Маяковский пародирует сюжет стихотворения Молчанова, вставляет в свое стихотворение некоторые его строки и подает их в таком виде, что мелкая, мещанская суть их становится еще очевиднее. И более всего Маяковского раздражает, что под «жакетки» и «косынки», под свою «усталость» Молчанов хочет подвести «марксистский базис». Тут он цитирует строфу Молчанова и комментирует ее весьма едко: «Посмотрите, дескать, шел я верхом, шел я низом, строил мост в социализм, недостроил и устал и уселся у моста».
После пародийно-сатирического обыгрывания стихотворения Молчанова поэт обрушивает на него всю мощь своей публицистики.
Настроения, выраженные Молчановым в стихотворении «Свидание» (1927), владели тогда некоторыми молодыми поэтами, подпавшими под влияние нэпа. Это был не единичный, частный случай, именно потому Маяковский с такой яростью набросился на Молчанова, именно потому он избрал трибуной ту же «Комсомольскую правду», оказывающую влияние на воспитание молодежи.
Концовка стихотворения имеет обобщающий характер:
Литературная шатия,
успокойте ваши нервы,
отойдите -
вы мешаете
мобилизациям и маневрам.
Но полемика на этом не прекратилась.
Молчанов, как бы оправдывая или скорее объясняя свою позицию, написал стихотворение «У обрыва», где снова варьируется мотив усталости, грусти («За ней, за рекою - дожди да туман... Грустны мы с тобою Молчанов Иван»), но где вроде бы выражена боевая готовность на случай, если «тревогу былую забьет барабан».

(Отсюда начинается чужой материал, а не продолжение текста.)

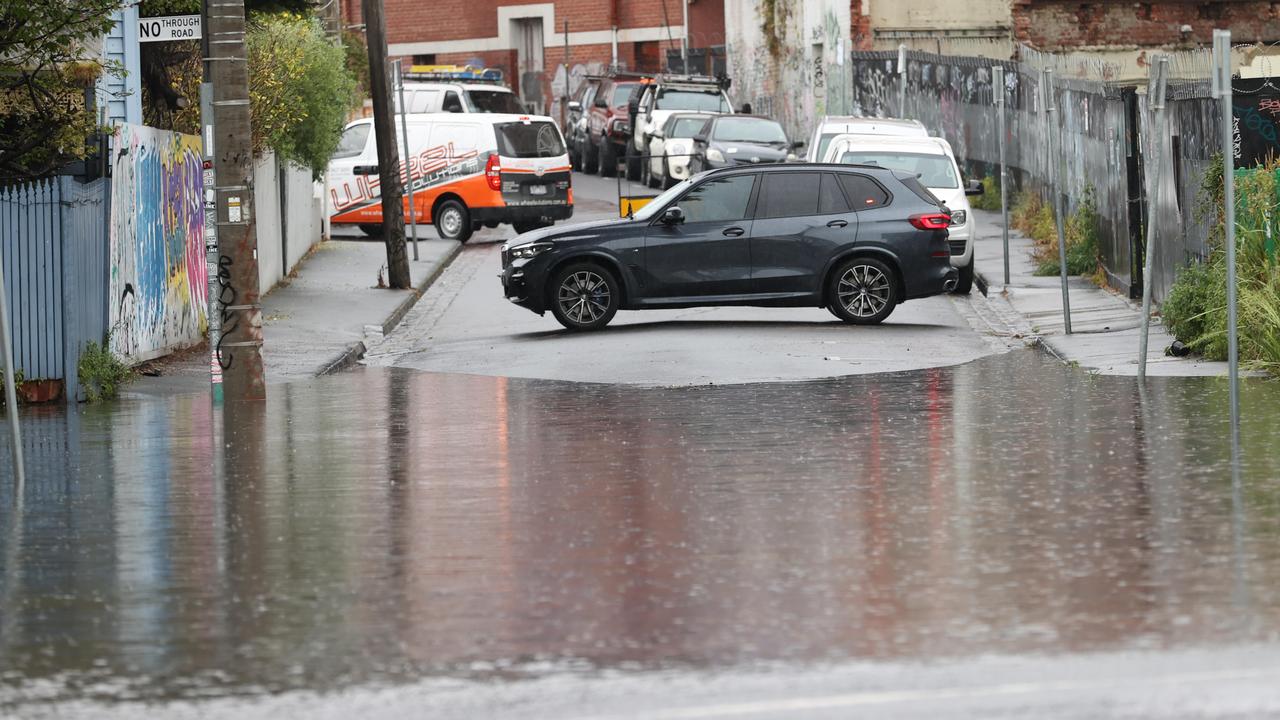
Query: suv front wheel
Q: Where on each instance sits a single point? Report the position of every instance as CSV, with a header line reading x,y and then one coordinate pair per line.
x,y
584,296
863,291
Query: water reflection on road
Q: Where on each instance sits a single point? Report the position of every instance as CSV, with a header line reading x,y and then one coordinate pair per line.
x,y
389,524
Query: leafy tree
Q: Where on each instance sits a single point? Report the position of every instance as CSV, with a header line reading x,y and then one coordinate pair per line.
x,y
48,65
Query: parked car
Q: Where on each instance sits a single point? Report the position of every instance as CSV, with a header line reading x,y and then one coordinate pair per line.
x,y
576,135
855,240
670,149
608,127
662,96
740,140
933,162
439,89
831,126
472,171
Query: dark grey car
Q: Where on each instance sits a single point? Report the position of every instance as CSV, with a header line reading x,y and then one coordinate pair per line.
x,y
855,240
726,141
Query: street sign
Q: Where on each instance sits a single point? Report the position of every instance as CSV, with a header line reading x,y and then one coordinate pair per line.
x,y
169,28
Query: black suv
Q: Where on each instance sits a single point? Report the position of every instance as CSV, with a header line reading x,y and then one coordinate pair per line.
x,y
856,240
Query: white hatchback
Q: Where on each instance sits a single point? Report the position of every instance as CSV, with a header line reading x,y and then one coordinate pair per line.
x,y
933,162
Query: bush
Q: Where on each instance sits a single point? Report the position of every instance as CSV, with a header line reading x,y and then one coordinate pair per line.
x,y
101,373
1196,308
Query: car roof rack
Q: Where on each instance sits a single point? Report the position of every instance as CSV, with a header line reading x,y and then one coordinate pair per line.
x,y
455,73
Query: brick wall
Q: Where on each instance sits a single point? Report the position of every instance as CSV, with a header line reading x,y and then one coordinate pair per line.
x,y
1052,24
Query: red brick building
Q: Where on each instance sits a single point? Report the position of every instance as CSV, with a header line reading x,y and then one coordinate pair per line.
x,y
526,39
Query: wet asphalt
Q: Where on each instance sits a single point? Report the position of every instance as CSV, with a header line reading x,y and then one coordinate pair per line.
x,y
388,534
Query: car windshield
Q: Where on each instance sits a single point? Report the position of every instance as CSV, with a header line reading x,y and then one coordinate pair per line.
x,y
621,94
529,140
709,100
685,127
749,130
652,208
494,101
933,171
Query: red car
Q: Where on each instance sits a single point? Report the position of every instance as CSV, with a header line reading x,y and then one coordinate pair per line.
x,y
608,128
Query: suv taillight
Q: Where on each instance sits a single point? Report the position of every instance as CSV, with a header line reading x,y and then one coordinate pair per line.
x,y
493,173
931,220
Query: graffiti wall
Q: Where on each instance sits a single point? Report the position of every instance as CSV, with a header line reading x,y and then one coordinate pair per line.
x,y
158,282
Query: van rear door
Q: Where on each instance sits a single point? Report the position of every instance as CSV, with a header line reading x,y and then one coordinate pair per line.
x,y
535,168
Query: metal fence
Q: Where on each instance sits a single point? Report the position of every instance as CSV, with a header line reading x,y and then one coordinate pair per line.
x,y
1105,131
54,238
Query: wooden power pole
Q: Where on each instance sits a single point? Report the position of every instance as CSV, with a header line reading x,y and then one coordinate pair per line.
x,y
388,151
240,350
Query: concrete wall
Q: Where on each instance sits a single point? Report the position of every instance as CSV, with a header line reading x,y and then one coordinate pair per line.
x,y
288,218
804,80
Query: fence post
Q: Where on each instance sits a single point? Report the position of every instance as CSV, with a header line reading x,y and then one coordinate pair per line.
x,y
1159,74
901,80
997,85
1223,77
10,391
1055,176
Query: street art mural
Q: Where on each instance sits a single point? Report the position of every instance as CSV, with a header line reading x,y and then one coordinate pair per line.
x,y
158,282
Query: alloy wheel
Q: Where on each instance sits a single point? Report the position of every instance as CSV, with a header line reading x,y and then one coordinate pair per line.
x,y
584,297
864,291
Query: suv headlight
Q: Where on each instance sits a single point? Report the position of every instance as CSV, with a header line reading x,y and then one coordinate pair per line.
x,y
529,250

И снова, на этот раз в том же номере «Комсомольской правды», вместе с молчановским стихотворением - «Размышления о Молчанове Иване и о поэзии» Маяковского, с таким сатирическим началом: «Я взял газету и лег на диван. Читаю: «Скучает Молчанов Иван». Не скрою, Ванечка: скучно и нам. И ваши стишонки - скуки вина».
Дальше в стихотворении сатира Маяковского приобретает остро обличительный характер и, конечно, целит опять-таки не в одного Молчанова, и заканчивается оно афористическим выводом общего нравоучительного содержания:
Поэт
настоящий
вздувает
заранее
из искры
неясной -
ясное знание.
Форма этой полемики была обидной для Ивана Молчанова (здесь не приводятся самые жесткие сатирико-пародийные строки по адресу поэта), но Маяковский не знал пощады, когда дело касалось убеждений, когда надо было отстаивать революционные, классовые позиции.
Выступая на диспуте «Упадочное настроение среди молодежи (есенинщина)» в феврале-марте 1927 года, Маяковский, после реплики о легкости писать недурные стихи, резко ставил вопрос о содержании: «Ты скажи, сделал ли ты из своих стихов или пытался сделать оружие класса, оружие революции? И если ты даже скапутился на этом деле, то это гораздо сильнее, почетнее, чем хорошо повторять: «Душа моя полна тоски, а ночь такая лунная».
Поэт не забыл своих страстных выступлений против стихотворной серости - в защиту мастеровито сделанных стихов, в защиту высокого профессионализма, но в данном случае ему надо было со всей силой ударить по настроениям упадочничества, по душевной апатии, надо было пробудить классовое чувство читателя, и он, уже ради этого, главного, в запале полемики готов назвать поэтическое умение «пустяковой работой».
Проблема упадочных настроений, как уже было сказано, обсуждалась очень широко - в газетах, на митингах, собраниях, - достигая огромного накала. Имя и творчество Есенина при этом использовались как символ безверия. К сожалению, этому способствовала и некоторая часть критики. В «Красной нови» Есенин объявлялся жертвой города, который фатально втягивает человека в свои темные, гнилые недра... В этом же журнале, уже в стихах, эпигонски подхватывались те есенинские мотивы, от которых он решительно отошел к концу жизни. В этом была величайшая несправедливость.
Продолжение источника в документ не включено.